I tell u, if my maid ever told me to cook my own food n she cook hers...I wont bargain or answer her, i will call the agent up and send her back to agent....lolz..

comeon, she's here to help isn't it. Let me tell you, if all she can do is simple housechores, den every new maid can do and even do a better job den her...cos they still new n scare do wrong....

So attitude still keep her....haiz.... really thumbs up for u all haha...

Well, I must say not all Myanmar maids dislike kids but I would normally get those around 24yrs onwards and also try to get eldest in the family with siblings where they are more independent and mature also...

but still all in all, I seriously think it's all luck also....before this current one, I have 2 more Myanmar maids. 1st stay for 2yrs, like kids, 24yrs, eldest. 2nd one is jialat...stay for 2 weeks, also eldest n 24 but she keep crying when she see the baby crys....she say she's scare....so also difficult to say de...

But if the maid really got attitude problem, i think better don keep her. she's not here to work one. come in, instead of helping u, she's giving more trouble and become another kid for u to look after. and 三天两头 keep saying want this n that...where got so much time to entertain her...if not, u better ask her seriously, does she want to work??

I'm also against the idea of maids holding HPs.

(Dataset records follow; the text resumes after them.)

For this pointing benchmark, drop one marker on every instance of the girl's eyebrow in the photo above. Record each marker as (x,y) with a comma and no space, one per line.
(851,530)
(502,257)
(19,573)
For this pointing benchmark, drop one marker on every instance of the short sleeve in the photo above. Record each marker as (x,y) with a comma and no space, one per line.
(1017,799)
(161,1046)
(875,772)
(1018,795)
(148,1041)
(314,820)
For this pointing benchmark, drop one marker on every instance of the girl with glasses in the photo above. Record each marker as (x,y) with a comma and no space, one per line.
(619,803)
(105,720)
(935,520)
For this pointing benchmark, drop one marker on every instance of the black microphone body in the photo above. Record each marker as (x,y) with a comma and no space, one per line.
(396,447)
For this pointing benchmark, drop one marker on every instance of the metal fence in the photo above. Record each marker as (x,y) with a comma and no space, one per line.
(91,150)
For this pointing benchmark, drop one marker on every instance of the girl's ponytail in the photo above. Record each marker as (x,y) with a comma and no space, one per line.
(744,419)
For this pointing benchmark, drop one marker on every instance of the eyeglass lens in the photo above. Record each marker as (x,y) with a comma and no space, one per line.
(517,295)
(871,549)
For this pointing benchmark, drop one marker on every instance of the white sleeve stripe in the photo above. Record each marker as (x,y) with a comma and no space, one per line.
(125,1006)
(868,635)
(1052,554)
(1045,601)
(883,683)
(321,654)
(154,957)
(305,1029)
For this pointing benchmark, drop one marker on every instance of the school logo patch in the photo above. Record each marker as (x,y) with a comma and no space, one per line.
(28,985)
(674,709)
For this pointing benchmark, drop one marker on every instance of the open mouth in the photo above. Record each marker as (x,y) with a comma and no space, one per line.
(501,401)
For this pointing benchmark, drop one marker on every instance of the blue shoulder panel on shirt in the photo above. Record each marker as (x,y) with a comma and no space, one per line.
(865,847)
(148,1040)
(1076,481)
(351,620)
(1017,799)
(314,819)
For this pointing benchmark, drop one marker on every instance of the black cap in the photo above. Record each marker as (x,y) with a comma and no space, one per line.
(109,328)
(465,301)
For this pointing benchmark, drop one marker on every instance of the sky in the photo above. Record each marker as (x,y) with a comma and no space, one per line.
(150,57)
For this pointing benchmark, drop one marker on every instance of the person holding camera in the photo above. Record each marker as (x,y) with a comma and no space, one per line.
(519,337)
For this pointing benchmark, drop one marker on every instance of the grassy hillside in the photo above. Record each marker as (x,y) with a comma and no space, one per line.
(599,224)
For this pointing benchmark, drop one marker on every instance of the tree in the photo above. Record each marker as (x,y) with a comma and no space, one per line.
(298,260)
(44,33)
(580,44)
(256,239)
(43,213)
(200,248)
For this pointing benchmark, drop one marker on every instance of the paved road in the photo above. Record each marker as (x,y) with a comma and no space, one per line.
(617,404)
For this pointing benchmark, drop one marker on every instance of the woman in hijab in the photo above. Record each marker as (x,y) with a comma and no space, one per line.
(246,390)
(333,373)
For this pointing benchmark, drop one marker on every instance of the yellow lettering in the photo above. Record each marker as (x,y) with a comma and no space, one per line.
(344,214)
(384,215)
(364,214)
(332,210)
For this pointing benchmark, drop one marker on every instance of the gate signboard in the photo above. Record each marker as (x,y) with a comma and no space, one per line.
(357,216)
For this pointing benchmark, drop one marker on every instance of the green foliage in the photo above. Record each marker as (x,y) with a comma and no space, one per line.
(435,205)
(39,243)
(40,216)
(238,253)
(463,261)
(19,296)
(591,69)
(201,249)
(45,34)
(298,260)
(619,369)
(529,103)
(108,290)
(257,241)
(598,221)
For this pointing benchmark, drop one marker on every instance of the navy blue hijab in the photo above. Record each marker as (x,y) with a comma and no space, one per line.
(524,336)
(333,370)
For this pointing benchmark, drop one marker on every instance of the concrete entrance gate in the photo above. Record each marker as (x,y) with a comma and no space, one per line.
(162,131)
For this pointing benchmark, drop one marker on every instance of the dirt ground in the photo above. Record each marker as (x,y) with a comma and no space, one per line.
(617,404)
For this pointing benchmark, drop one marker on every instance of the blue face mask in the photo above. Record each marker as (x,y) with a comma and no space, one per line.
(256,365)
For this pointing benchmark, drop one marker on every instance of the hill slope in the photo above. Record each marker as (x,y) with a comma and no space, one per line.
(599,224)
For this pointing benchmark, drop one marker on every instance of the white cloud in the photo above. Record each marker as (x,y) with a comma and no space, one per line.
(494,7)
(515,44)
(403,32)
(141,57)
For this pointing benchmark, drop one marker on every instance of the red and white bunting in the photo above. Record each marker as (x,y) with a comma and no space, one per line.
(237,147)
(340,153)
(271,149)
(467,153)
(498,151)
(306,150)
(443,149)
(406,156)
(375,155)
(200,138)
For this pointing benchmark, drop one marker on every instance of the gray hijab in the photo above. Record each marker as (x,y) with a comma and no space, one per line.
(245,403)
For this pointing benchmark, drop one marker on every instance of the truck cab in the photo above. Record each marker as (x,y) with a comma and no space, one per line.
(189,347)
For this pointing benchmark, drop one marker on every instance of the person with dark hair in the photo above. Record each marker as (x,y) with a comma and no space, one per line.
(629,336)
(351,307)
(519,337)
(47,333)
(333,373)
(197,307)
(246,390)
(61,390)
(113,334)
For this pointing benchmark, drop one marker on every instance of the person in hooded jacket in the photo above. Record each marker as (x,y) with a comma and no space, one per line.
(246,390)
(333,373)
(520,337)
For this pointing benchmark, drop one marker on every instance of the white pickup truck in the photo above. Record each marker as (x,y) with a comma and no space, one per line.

I try not to let them have it. I told the agent at the beginning that no hps, no off days....but this hp thing is really hard to control. Must die die during work time, no hp is allowed.....

Transferred maid not all really not good. 1st must see the reason for terminating the earlier one, den must see the look. although there's a saying that we can't judge a book by it's cover, but there is also another saying: 像由心生 (hope it's correct)....I still believe that a person look will show if she's serious in work or type of attitude....at least about 90% correct.... so getting transferred maid is still okay la. My sis also got her current maid from transferred. with her for 2months+ liao...so far still ok la (cross finger)....her previous employer hit her...so she still seems ok for now...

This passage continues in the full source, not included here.